06/12/2026
Do Texas Cities Use Property and Sales Tax to Fund Water and Sewer Departments?
Short answer: In a appropriately operated Texas city, no. Neither property tax nor sales tax should fund the day-to-day operations of the water and sewer department.
The Core Principle: Enterprise Funds
Texas cities almost universally operate water and sewer as an enterprise fund. Under GASB standards, an enterprise fund is designed to be self-supporting through user charges — rates, tap fees, and connection fees — rather than tax dollars. It is meant to operate like a business: revenue from customers covers the cost of service.
General taxes flow into a different lane entirely:
Property tax → the general fund, which covers police, fire, streets, parks, and administration.
City sales tax (general 1%) → also the general fund, same lane as property tax.
The two systems are meant to stay separate. The cleaner the separation, the healthier the utility.
Dedicated Sales Taxes Are Fenced Off Even More Tightly
Texas caps local sales tax at 2% on top of the state's 6.25%. Much of that 2% is legally earmarked and cannot touch water/sewer operations:
Type A / Type B EDC sales tax — restricted by Local Government Code Chapters 501–505.
The Legitimate Crossover Points
There are only a few places where tax dollars can properly intersect with the utility — and all of them are capital, not operating support:
GO or combination (tax-and-revenue) bonds (debt) backed by the ad valorem pledge can fund water/sewer infrastructure. Many small cities use these because they price better than pure revenue bonds. This indirectly puts property tax capacity behind utility capital.

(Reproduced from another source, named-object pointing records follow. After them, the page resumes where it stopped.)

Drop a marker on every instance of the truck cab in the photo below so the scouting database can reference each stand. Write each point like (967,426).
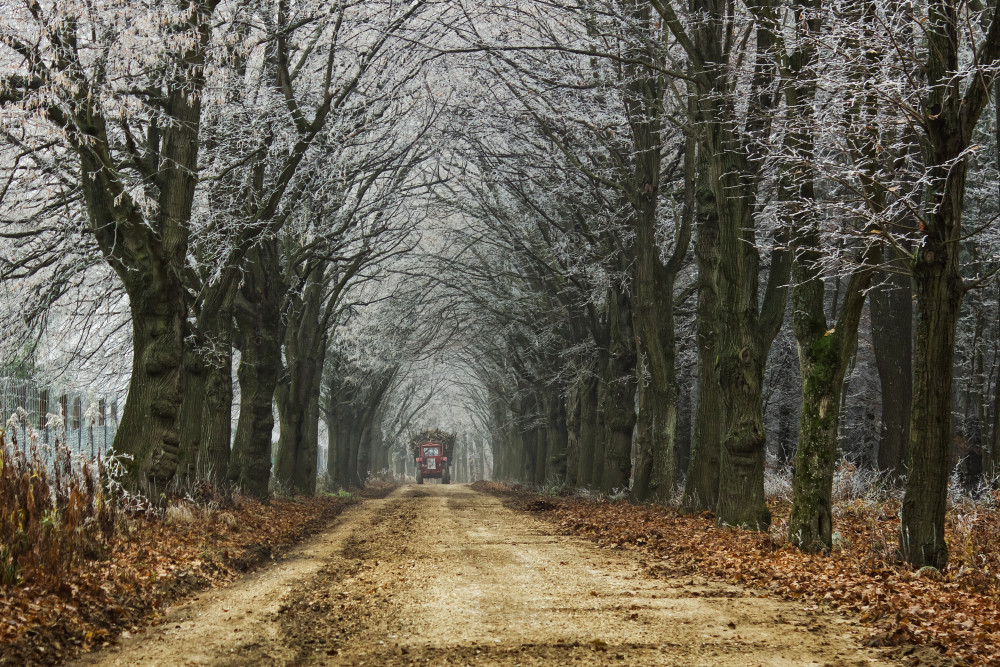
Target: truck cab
(431,462)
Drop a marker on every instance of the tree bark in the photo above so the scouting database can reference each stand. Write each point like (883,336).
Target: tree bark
(298,392)
(701,490)
(573,412)
(588,431)
(556,437)
(260,331)
(949,114)
(619,399)
(149,253)
(892,338)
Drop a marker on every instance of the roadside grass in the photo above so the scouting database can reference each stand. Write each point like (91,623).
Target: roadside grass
(82,563)
(956,611)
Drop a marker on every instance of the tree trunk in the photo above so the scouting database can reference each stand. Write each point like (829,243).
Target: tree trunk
(296,460)
(217,412)
(950,112)
(643,470)
(589,432)
(258,316)
(939,297)
(149,253)
(701,490)
(573,412)
(619,400)
(192,405)
(892,338)
(556,437)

A narrow EDC infrastructure project can fund water/sewer infrastructure as a qualifying project under specific statutory findings; to fund the economic purpose of creating or expanding jobs— but this is a capital project, not a way to keep rates low.
Transfers Often Run the Other Direction
In practice, money frequently flows from the utility to the general fund — as a return on investment, a payment in lieu of taxes (PILOT), or a franchise-equivalent fee. This is legal and common, but it functions like a hidden tax on ratepayers and should be documented and reasonable.
The Practical Takeaway
If the utility cannot cover its own operations, maintenance, debt service, and capital replacement out of rates, that is a rate-setting problem to solve directly — not something to quietly backfill from property or sales tax revenue. When the general fund has to subsidize the utility, it usually means rates are set below the true cost of service.
A genuinely healthy enterprise fund stands on its own.